In other words, the remix brought sharper definition to the music while the feud over credits made the power dynamics even more obvious. Decades later, Animals still burns so hot that its authors cannot agree on how to describe what happened.
Why Animals Remains Gilmour’s Most Controversial Triumph
If The Dark Side of the Moon is the Pink Floyd record everyone can agree on, Animals is the one where the genius comes with teeth. It is the album where Waters’ contempt for modern society and Gilmour’s soaring musicality collide without compromise.
Gilmour’s mixed feelings make a certain sense. As a guitarist and singer, he is in devastating form, but the album also captures the point where his band stopped being a democracy and became a vehicle for somebody else’s crusade.

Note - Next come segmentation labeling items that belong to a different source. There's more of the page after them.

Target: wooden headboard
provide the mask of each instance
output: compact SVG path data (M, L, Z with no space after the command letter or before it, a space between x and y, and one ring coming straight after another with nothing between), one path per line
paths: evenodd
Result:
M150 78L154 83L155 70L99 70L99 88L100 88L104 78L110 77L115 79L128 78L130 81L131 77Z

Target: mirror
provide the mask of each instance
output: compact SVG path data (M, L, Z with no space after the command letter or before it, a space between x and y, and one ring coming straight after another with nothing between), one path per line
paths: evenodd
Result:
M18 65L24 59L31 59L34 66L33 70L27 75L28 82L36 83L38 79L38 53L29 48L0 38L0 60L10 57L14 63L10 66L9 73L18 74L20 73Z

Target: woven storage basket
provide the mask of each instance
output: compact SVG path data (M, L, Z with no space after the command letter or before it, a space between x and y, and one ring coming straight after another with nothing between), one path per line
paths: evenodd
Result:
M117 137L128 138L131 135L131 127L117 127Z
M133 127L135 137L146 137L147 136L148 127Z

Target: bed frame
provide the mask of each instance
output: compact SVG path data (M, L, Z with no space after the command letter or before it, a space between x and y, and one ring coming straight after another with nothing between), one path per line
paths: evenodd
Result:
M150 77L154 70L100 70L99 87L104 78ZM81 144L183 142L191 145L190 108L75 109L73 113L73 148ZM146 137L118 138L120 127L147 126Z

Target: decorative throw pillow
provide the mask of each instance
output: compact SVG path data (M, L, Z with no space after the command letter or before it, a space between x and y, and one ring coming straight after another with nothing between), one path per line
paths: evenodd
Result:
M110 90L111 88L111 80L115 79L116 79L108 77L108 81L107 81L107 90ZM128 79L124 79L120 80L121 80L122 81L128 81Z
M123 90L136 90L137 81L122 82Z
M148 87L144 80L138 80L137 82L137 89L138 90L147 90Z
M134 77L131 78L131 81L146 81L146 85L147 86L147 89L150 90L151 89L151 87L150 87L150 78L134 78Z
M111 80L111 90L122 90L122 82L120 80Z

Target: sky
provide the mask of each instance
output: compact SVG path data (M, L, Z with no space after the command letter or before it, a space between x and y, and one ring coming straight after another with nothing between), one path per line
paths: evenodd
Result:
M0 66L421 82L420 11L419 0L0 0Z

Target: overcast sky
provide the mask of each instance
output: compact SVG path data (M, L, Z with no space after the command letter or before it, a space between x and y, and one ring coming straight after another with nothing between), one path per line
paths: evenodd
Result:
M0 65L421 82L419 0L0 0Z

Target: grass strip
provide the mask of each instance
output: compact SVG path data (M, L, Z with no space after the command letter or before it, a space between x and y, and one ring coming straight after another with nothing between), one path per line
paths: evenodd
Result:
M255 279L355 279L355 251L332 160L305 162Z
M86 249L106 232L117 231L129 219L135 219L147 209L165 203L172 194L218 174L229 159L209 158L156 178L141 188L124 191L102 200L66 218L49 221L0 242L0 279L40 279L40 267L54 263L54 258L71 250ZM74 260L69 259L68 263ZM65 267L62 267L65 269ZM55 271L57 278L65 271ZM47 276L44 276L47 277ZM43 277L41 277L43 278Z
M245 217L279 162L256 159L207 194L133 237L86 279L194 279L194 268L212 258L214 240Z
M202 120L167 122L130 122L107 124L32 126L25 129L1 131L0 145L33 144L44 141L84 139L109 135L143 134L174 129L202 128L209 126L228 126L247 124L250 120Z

That contradiction is exactly what gives Animals its strange power.
For listeners, the result is a record that feels both exhilarating and slightly dangerous, a masterpiece that even its own creators cannot fully claim with a straight face. Maybe that is why, all these years later, Animals still sounds less like nostalgia and more like a warning that never quite stopped barking.